Reply: Thanks for this suggestion. We have rephrased the sentences. Consistent with previous findings, we analyses the acute health effects of air NO2 pollution on cerebrovascular mortality, aiming to explore the risk of premature death caused by acute exacerbation of air NO2 pollution in cerebrovascular patients. The results of epidemiological research can provide important insights for toxicology research (see lines 227–230, lines 304–307).

 

  1. Inconsistencies regarding type of stroke (ischemic or hemorrhagic) could stem from poor health data. I assume that in some places, if a person dies on the street (or in the ambulance on the way to a hospital), and the symptoms clearly indicate a stroke, an autopsy is not always performed. And then, only based on the symptoms, a differentiation might be difficult. I’d be interested to learn how many diagnoses in the death certificates in Shanghai are based on autopsy!

Reply: We appreciate the reviewer for this very good point. We agree that cause of death is often determined by symptoms rather than autopsy, especially for mortality occurred outside of hospitals. We have added the contents in the methods section and rephrased this part in limitation paragraph. In real life, autopsy is rarely adopted for determining the cause of death of ordinary people, although it is a gold standard. Due to limited data acquisition, we are unclear which ones have been identified through autopsy, but it is believed that the proportion of autopsies is not related to air pollution, so it will not be a confounding factor. Death certificates in Shanghai are completed either by community doctors for deaths outside of hospital or by hospital doctors for deaths in hospitals. The information on the certificates was coded according to the International Classification of Diseases, Revision 10 (ICD 10). In shanghai, the cremation must be conducted with the death certificate, which reduces the proportion of missing death registration. In the current study, we collected 219,147 cases of cerebrovascular mortality from 1 January 2013 to 31 December 2021 from the mortality database of Shanghai municipal center for disease control and prevention. Among them, 65.28% diagnosed in hospitals and 33.46% diagnosed outside of hospital. For all the cases in hospitals, the cause of death was determined through a combination of symptoms and CT or MRI examinations, following standard medical norms, which is not difficult to distinguish the type of cerebrovascular diseases. For the cases outside the hospital, 99.55% diagnosis are made by community doctors based on medical records. And we believe that the percentage of misclassification would be very low in our study (see lines 92–97, lines 281–290, lines 345–348).

 

  1. I do struggle with the category of I69 as sequelae of cerebrovascular disease. This diagnoses describes a chronic state usually after repeated strokes. If people die, this might be due to another new stroke event, or due to some other causes. Mental and physical impairment might lead to traumatic events, paralysis might lead to poor lung ventilation and thus to respiratory infections. Therefore, as a cause of death, this diagnostic category is not very well defined. Maybe the authors would want to discuss their findings regarding NO2 effects on I69 in that light?

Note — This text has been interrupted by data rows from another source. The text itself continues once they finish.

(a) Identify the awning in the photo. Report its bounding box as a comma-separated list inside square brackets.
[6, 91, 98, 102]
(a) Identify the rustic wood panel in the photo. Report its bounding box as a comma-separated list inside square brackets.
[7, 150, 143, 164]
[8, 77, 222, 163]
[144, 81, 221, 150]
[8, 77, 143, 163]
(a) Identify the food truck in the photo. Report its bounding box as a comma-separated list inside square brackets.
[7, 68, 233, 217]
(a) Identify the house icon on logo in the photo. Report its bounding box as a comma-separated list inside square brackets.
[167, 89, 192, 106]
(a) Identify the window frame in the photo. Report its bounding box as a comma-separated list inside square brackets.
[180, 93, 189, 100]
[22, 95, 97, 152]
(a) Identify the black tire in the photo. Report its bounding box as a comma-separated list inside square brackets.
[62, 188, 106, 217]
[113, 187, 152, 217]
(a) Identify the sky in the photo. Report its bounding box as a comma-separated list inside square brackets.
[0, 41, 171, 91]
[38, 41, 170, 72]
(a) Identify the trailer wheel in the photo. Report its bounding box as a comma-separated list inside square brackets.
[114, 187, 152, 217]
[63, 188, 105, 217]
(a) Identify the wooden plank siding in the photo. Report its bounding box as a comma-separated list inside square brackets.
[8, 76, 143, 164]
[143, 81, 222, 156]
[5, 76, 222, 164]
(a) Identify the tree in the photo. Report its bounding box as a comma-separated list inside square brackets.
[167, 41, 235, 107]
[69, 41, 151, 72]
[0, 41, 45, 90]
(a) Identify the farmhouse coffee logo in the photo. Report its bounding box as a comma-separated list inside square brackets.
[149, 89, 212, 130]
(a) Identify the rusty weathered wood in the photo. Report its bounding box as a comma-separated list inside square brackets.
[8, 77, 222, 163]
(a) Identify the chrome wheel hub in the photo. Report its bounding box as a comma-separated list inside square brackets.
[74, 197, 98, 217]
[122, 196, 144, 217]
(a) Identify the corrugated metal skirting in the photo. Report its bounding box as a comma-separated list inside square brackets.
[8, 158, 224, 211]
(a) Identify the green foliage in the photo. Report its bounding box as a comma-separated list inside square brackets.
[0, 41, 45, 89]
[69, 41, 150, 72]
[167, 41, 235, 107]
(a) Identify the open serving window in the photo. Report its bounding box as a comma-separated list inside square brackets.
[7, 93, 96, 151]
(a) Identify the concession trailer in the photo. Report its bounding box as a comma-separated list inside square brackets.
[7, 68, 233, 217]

Reply: Thanks for pointing this important issue. We totally agree with the opinion of reviewer. Sequelae of cerebrovascular disease is a chronic state, which do not lead to death fundamentally. Its death is basically due to complications, including some infectious diseases and thrombotic diseases caused by paralysis, some traumatic events caused by mental and physical impairment, and some recurrent stroke events. We agree the reviewer’ opinion. We want discuss the effect of air NO2 pollution on population of cerebrovascular sequelae, although it’s not a well-defined diagnostic outcome, because the number of researches that focus on sequelae of cerebrovascular disease and air pollution is rare. We have rephrased the sentences in discussion section (see lines 281–290).

 

  1. Besides that, I only have some minor comments regarding grammar and wording: Line 95: “Other types of cerebrovascular diseases (I64-68) did not considered…”: “were not considered”! Line 129: “We conducted stratified analysis…”: “analyses”! Line 157: “but negatively correlations with O3 …”: “negative”! Table 3: the last line (RH) is not necessary and redundant. Line 221: “have been verified by numeral other studies.” Better: “a number of other studies” Discussion of differences in vulnerability (starting line 243): Having a higher risk of stroke or a higher risk of dying from stroke (e.g. in the case of living alone) is not the same as having a higher relative risk with increasing air pollution.

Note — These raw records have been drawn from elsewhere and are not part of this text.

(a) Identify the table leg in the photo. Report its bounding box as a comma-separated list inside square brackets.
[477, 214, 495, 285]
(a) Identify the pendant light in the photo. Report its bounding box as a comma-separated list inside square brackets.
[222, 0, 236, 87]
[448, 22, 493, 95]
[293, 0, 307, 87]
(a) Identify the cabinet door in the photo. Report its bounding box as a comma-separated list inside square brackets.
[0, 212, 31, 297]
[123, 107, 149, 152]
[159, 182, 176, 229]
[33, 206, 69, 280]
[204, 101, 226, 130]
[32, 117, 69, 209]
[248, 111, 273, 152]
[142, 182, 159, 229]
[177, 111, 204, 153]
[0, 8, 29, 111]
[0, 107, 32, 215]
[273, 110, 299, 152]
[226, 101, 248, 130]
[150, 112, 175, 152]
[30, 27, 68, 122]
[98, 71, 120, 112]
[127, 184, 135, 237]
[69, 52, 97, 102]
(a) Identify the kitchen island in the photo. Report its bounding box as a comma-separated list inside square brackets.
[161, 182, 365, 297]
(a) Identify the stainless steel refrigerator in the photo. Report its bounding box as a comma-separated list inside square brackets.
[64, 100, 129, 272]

Reply: We have updated our manuscript as recommended and checked for language throughout entire text.  

 

  1. More specifically, the way the differences between the seasons is discussed, is very sloppy. The study did not analyze hot days, but compared warm to cold season. Therefore, the argument that “high temperatures can lead to dysfunction of the vascular endothelium, increased platelet aggregation, cholesterol levels, and blood viscosity, thereby increasing the incidence rate of ischemic stroke” is not really to the point. Indeed, in the cold season, more deaths due to stroke were observed (56%) than in the warm season.

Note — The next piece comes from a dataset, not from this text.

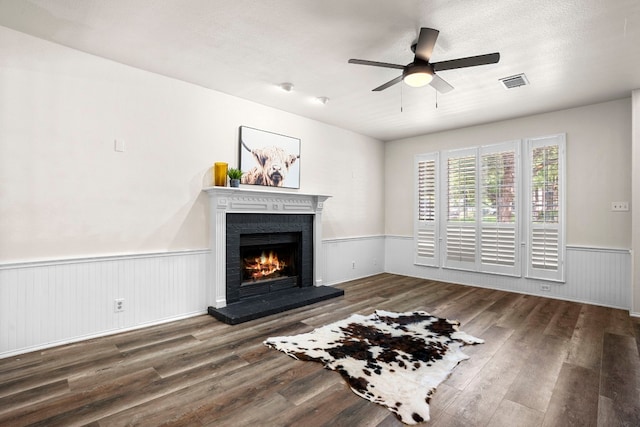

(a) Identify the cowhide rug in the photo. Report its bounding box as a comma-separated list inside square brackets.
[264, 310, 484, 424]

Reply: We really appreciate the constructive suggestions made by the reviewer. We realized that the argument mentioned is inaccurate and have deleted this sentence in the revised manuscript. We rephrased the sentence about the differences between the seasons (see lines 313–315).

 

  1. I am also not sure why more outdoor activities would lead to less measurement error regarding exposure. Will they engage in outdoor activities only in their 1-kilometer grid zone? And will it be people with an I69 diagnosis that likely engage in outdoor activities?

Reply:  We appreciate this reviewer these issues. In previous epidemiological studies on air pollution, many have found the warm season effect, and the common explanations are that outdoor activities and opening windows for ventilation are more frequent in the warm season than in the cold season. This reduces the exposure error generated by the difference between indoor exposure and outdoor exposure when using outdoor monitoring or predicted exposure as a substitute for individual exposure (see lines 313–315) [1–2].

In our study, nearly 70% of participants were aged over 80, with an average age for the deceased people of 81.9. We believe that these people are more likely to spend their time near their home address, since a super majority of them have retired and may be physically challenged. Therefore, the 1-kilometer exposure model can capture environmental NO2 exposure in most cases (see lines 352–355).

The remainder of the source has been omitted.